FILED UNDER: Economics and Business, Health, Science & Technology, , ,
Steve Verdon
About Steve Verdon
Steve has a B.A. in Economics from the University of California, Los Angeles and attended graduate school at The George Washington University, leaving school shortly before staring work on his dissertation when his first child was born. He works in the energy industry and prior to that worked at the Bureau of Labor Statistics in the Division of Price Index and Number Research. He joined the staff at OTB in November 2004.

Comments

  1. cirby says:

    I saw a lot of the presentations during the clinical trials of Vioxx (I ran the AV gear for many of the meetings, and prepped or edited a lot of the slides), and there was *no* indication of any serious cardiac side effects in any of the major clinical trials. They were looking for some, and it just didn’t show up in the stats in the official trials.

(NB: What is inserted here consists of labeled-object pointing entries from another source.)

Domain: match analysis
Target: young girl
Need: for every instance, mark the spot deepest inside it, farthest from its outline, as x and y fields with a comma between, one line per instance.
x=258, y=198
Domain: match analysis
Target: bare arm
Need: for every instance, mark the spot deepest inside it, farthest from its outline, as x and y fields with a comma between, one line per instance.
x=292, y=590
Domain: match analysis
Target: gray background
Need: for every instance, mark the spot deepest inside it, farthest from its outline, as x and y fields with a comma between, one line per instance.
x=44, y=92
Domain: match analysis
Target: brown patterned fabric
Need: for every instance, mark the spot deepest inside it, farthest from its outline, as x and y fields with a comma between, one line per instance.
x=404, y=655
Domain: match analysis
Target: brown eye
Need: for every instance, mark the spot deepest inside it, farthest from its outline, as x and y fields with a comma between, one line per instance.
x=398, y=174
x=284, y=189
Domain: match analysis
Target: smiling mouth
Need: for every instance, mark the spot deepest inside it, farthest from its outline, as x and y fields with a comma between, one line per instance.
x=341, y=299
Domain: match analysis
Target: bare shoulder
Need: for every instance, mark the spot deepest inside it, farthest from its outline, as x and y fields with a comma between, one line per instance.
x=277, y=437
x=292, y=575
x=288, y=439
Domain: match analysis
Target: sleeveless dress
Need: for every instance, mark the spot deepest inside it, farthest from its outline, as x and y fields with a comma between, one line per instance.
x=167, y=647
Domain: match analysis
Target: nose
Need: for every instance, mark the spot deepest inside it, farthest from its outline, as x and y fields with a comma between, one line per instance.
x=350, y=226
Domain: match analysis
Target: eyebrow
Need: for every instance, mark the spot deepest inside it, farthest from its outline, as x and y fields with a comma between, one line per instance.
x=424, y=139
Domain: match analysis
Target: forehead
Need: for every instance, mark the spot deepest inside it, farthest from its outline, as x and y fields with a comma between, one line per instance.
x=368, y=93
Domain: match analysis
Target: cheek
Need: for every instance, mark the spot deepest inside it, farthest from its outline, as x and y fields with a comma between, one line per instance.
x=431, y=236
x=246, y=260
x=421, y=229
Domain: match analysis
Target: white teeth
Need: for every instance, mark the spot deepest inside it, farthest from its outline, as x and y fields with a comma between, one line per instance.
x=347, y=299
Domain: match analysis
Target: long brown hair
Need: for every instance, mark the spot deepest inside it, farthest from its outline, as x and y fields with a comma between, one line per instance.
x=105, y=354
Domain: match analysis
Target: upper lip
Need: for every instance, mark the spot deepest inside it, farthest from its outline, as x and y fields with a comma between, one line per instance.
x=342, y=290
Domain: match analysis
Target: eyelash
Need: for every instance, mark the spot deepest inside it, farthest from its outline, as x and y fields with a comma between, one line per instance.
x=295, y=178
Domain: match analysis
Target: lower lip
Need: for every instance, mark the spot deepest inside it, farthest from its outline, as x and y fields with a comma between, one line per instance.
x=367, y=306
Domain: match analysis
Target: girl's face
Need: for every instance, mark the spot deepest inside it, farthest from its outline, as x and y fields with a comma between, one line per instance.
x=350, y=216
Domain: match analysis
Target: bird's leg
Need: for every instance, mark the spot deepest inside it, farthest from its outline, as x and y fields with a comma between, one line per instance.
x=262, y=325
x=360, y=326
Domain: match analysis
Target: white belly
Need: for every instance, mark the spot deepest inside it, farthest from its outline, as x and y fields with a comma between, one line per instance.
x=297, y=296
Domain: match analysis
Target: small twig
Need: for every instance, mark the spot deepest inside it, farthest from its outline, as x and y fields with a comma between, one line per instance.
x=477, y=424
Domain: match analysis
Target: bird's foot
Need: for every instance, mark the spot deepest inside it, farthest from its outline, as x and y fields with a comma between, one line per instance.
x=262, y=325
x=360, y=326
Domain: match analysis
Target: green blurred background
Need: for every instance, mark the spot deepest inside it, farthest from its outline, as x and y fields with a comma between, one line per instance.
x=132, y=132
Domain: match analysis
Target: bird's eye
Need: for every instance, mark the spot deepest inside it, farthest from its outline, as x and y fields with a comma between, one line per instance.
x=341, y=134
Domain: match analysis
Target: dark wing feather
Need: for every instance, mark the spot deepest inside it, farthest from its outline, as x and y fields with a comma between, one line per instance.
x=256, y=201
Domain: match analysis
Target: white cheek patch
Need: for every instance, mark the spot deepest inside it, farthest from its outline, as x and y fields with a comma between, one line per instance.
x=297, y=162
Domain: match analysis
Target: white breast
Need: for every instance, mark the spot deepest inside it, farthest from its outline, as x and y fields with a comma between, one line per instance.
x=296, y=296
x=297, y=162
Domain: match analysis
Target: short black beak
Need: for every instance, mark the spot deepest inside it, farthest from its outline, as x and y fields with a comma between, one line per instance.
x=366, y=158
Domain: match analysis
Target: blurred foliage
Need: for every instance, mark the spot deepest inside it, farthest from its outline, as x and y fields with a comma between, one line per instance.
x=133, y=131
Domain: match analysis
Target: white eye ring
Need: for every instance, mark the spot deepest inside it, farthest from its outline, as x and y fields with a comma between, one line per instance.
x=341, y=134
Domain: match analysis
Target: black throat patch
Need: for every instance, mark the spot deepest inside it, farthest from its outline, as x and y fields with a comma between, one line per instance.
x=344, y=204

    Some of the doctors involved have mentioned that they *think* that any cardiac side effects *might* be a drug or food interaction issue, but it would cost a couple of billion more to figure out what it might be, and it’s not worth the cost…

  2. jason says:

    The main question you have to ask yourself is if Merck management knew about the risks of vioxx and decided unilaterally that it was acceptable and that the public and FDA didn’t need to know because it was so small. Recent email and Merck documents discovered by Reuters that as soon as 1998 Merck was trying to reformulate vioxx for cardiovascular risk. Also email documents showed that head scientists at Merck were worried and warned Merck management about the cardiovascular risks of vioxx. Your right that people are willing to accept medicines that aren’t 100% safe but people deserve to know all of the risks. Management cant unilaterally decide by themselves that the risks are so small, they don’t need to tell anybody. Thats the problem, that Merck unilaterally decide to keep the cardiovascular problems a secret, till it was too late and proved Tobe Little bit more then a small problem.

  3. Herb says:

    I can’t say that the Texas jury was right or wrong, I think the jury, made up of ordinary citizens, vented their anger at Merck because it was a way for them to express their disgust at the drug companies for the high price of drugs. What it says to other companies is, If you rip me off, then you will someday end up paying the price. If you really think about it, it’s about the only way the ordinary average citizen can do something about it.

  4. M1EK says:

    No, they vented their anger at Merck because the lawyers did a good job of proving that Merck lied and covered up dangers of the drug, EVEN THOUGH it doesn’t appear that said dangers had anything to do with THIS man’s death.

    It’s still wrong, but it’s a bit more defensible than Herb’s explanation.

  5. Anderson says:

    Does anyone think this verdict has a prayer’s chance in hell of surviving the Texas appellate courts?